We compared India’s reported epidemic curve with the universal curve with appropriate scaling. We observed that India’s present epidemic curve fits with the part of the universal curve. This discovery enables us to forecast the epidemic evolution. We observe that our forecasts for 5 weeks match with the observed data within 12.3%, which is quite encouraging considering so many uncertainties. Note however that our predictions tend to be systematically larger than the actual data, which could be due to errors in the construction of the universal curve.
Our model predicts that the daily cases for India’s COVID-19 epidemic are falling, which is consistent with the observations. This result indicates the cumulative I(t) has reached a linear regime for India’s epidemic. The predictions of our models and those of the supermodel are reasonably close to each other.
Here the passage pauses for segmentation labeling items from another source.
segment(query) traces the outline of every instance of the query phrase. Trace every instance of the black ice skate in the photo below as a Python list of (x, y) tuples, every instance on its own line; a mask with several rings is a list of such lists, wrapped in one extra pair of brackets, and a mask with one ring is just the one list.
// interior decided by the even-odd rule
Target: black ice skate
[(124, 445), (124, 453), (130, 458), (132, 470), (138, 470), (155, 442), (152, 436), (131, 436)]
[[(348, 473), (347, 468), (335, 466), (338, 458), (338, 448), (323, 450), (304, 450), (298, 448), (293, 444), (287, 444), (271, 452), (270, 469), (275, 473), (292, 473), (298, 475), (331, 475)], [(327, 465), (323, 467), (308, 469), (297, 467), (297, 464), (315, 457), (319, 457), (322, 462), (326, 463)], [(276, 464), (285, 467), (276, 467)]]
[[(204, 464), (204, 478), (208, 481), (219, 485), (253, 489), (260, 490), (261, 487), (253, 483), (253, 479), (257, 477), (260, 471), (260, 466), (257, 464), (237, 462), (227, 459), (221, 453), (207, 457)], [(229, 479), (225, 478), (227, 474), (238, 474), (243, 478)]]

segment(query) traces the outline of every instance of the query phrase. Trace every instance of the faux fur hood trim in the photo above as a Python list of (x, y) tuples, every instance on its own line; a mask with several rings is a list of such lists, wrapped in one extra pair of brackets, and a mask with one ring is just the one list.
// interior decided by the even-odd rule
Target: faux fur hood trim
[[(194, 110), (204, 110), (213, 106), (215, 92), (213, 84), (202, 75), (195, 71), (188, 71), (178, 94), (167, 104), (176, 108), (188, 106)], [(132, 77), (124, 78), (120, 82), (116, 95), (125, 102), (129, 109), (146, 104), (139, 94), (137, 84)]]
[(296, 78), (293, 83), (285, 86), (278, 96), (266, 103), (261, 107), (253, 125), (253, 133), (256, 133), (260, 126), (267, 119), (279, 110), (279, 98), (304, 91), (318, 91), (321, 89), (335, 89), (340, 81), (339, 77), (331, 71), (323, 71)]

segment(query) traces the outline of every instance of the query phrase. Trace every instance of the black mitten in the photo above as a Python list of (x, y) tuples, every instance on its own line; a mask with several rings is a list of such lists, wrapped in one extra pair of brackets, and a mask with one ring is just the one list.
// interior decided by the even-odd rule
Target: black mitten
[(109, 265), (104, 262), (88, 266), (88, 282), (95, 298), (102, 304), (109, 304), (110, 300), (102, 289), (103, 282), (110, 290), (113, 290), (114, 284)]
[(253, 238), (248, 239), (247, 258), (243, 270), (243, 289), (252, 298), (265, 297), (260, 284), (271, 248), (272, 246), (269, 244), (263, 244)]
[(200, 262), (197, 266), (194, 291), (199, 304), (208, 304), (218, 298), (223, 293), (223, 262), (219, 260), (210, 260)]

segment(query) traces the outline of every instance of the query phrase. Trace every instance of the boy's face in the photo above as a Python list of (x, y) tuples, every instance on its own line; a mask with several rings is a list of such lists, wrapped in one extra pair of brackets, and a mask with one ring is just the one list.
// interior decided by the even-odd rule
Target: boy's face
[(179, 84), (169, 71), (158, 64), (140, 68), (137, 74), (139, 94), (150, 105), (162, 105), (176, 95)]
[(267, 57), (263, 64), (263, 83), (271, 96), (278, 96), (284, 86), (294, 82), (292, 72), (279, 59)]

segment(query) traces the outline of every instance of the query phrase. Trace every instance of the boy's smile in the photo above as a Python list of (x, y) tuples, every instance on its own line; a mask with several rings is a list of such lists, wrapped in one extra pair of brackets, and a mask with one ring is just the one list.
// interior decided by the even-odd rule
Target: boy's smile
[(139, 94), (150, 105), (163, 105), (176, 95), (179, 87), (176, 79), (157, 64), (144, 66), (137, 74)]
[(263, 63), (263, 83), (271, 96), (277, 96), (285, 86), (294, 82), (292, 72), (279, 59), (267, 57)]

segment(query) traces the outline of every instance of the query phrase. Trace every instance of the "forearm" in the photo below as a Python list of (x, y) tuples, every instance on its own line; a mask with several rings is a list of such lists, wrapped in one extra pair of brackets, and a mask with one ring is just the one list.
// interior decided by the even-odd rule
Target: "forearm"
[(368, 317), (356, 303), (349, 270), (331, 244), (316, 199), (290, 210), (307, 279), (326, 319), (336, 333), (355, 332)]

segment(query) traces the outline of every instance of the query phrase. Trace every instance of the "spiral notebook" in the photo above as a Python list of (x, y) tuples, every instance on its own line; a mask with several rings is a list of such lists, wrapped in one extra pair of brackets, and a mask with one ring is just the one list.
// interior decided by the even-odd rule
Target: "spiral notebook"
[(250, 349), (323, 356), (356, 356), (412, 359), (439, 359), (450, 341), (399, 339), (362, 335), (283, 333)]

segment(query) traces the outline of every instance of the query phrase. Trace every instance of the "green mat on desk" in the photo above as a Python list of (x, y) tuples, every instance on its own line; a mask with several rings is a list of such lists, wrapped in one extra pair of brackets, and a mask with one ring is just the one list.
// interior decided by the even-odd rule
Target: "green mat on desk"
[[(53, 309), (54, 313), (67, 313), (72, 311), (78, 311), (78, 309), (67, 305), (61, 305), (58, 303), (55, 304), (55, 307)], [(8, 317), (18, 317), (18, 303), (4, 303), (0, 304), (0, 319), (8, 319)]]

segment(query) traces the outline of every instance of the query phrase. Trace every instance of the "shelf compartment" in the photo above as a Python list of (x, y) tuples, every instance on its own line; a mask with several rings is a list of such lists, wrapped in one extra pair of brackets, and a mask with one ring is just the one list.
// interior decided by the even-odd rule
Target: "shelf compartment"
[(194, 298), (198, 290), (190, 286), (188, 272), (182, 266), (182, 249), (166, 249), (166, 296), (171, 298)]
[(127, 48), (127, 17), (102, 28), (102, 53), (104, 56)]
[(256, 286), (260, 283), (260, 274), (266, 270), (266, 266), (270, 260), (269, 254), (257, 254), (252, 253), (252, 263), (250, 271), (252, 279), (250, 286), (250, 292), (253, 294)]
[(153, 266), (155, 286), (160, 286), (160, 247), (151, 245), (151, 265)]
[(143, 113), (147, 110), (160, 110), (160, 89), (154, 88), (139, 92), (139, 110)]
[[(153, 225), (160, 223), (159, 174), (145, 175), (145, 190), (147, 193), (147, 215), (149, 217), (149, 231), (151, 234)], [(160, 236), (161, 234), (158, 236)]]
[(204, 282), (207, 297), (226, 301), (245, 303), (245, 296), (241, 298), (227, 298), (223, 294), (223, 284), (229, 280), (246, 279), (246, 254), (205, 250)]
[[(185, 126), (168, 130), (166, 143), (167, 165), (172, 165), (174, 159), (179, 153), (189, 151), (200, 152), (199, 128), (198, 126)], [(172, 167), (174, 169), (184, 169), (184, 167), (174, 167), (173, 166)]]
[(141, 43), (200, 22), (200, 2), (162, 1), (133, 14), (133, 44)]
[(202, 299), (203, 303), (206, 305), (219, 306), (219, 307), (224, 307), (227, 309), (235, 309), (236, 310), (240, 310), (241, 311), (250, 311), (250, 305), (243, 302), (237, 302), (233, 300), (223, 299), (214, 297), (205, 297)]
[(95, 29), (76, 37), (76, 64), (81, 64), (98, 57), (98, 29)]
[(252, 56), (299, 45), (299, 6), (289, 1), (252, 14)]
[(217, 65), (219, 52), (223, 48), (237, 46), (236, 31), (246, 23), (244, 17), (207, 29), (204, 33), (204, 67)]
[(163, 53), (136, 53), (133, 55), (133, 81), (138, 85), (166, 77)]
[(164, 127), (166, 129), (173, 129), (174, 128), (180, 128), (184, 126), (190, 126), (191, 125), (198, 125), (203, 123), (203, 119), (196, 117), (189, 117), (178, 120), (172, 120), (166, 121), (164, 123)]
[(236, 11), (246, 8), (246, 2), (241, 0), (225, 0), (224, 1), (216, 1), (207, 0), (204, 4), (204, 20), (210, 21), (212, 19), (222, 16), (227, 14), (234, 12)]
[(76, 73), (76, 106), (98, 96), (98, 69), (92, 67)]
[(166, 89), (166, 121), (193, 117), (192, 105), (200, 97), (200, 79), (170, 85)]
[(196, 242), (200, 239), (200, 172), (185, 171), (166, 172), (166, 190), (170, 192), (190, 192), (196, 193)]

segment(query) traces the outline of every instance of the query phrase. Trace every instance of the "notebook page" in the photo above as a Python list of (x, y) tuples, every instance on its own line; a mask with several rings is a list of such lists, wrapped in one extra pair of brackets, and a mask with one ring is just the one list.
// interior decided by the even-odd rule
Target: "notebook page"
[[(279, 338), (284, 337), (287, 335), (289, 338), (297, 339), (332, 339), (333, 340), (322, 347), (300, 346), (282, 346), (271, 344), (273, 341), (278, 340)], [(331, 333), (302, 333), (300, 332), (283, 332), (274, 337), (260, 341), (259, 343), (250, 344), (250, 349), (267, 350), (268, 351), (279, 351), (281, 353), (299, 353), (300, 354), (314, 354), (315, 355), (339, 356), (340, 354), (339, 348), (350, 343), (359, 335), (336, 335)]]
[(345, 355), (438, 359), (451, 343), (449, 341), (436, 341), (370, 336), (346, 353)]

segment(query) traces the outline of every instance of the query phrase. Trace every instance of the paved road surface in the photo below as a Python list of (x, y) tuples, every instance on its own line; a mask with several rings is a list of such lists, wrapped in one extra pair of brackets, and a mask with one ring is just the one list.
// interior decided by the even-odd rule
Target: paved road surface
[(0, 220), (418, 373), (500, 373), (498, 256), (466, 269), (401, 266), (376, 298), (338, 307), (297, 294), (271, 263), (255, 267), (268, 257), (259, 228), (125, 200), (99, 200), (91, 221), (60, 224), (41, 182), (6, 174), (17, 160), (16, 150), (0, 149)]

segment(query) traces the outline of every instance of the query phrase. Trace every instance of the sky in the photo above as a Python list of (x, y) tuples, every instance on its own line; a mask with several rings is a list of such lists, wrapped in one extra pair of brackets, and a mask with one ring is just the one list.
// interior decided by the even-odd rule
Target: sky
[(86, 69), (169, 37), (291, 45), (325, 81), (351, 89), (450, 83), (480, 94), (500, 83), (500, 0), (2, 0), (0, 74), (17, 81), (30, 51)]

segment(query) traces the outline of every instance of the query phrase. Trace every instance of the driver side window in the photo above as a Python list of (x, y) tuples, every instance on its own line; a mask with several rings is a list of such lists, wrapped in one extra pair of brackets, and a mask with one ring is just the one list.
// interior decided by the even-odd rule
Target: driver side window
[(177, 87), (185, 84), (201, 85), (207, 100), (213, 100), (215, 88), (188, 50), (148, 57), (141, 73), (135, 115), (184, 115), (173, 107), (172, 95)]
The universal curve could be further refined using more advanced algorithm, such as machine learning and deep neural networks. Also, we believe that this model is robust for modelling the second and third waves of COVID-19 as well. In addition, it will be interesting to work out the universal curves for the daily cases, as well as for the active cases. We are in the process of such extensions.
Data Availability
We have used public data (e.g., from worldometer.org). Paper-spectific plot data will be available on request.
Acknowledgements
We thank Soumyadeep Chatterjee, Shashwat Bhattacharya, and Asad Ali for useful discussions. This project is supported by a SERB MATRICS project SERB/F/847/2020-2021.